Among the "small" items, the feta and haloumi starters ($8 and $10, respectively) feature small, though flavorful, chunks of cheese gratuitously buried under a shower of verdure and flower petals.

The main section of the menu ("fruits, vegetables, grains") is nothing but salads. Over the course of multiple visits, I've tried them all, most more than once. There was nothing offensive here, but nothing revelatory either. The underlying problem is that the kitchen has chosen to eschew the benefits of fire and assertive seasonings. With no cooking, components such as corn kernels are more starchy and less sweet, and the abundant raw vegetables are singularly crunchy without any contrasting textures for balance.

Tusk (Joe Riedl)

The "herb" dish combined a lot of leaves on a plate without much more. Barely softened "green wheat" can't escape jaw-wearying monotony even with a changing cast of "aggressively seasonal" supporting ingredients. The Middle East offers more than its fair share of pungent flavors, some of which are even mentioned on the menu. I can't figure out why the Tusk crew won't let them out to play.

Tusk (Joe Riedl)

As part of a more comprehensive menu, a list of six or seven salads in two sizes ($9/$14) might be a pretty good idea, as it is at Zahav. But there is virtually nothing else of substance to order at Tusk. There are four skewers of meat and fish, but they are portioned parsimoniously and feel like an afterthought.

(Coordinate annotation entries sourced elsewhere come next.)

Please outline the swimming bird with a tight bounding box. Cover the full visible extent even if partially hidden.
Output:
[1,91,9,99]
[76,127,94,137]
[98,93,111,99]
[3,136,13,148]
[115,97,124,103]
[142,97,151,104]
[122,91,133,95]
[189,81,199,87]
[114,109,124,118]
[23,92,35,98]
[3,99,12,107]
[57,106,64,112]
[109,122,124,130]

Early offerings included a chicken skewer ($6) overcooked to bone-dry stringiness, and an albacore iteration ($7) likewise cooked to Chicken of the Sea doneness.

Quality has improved over time. More recently, a ground beef and lamb skewer arrived well-browned outside, a beautiful reddish midrare within, and fully flavored from a paste of cumin, garlic and chili. Portents, perhaps, of good things to come.

Besides the skewers, the lamb tartare ($14) is a misrepresentation of a meat dish. The lamb—measurable in grams—is dwarfed by a relative abundance of diced root vegetable (kohlrabi on one visit, trendy celtuce on another), a spill of yogurt, vegetable chips and three tiny lettuce leaf cups that fill out the small serving bowl in which the dish arrives. It's photogenic, if nothing else.

Tusk (Joe Riedl)

Lauded pastry chef Nora Antene's desserts also have yet to find their footing, perhaps due a lack of familiarity with Middle Eastern ingredients. Pistachio pudding has been bland, and cakes relying on vegetables (initially eggplant, currently delicata squash) unremarkable. Antene has also had difficulty mastering the quirks of finicky phyllo dough.

In short, Tusk has been a disappointment because it's no Zahav. Not hardly. If Zahav is a boisterous playground of vegetarian tastes and textures, Tusk has gone straight back to study hall. Where Zahav is worthy of unstinting praise for offering an innovative take on an ancient cuisine, Tusk is superficial modernity, food built to look pretty on Instagram.

EAT: Tusk, 2448 E Burnside St., 503-894-8082, tuskpdx.com. 5 pm-midnight Monday-Saturday, 5-10 pm Sunday, 10 am-2 pm Saturday-Sunday.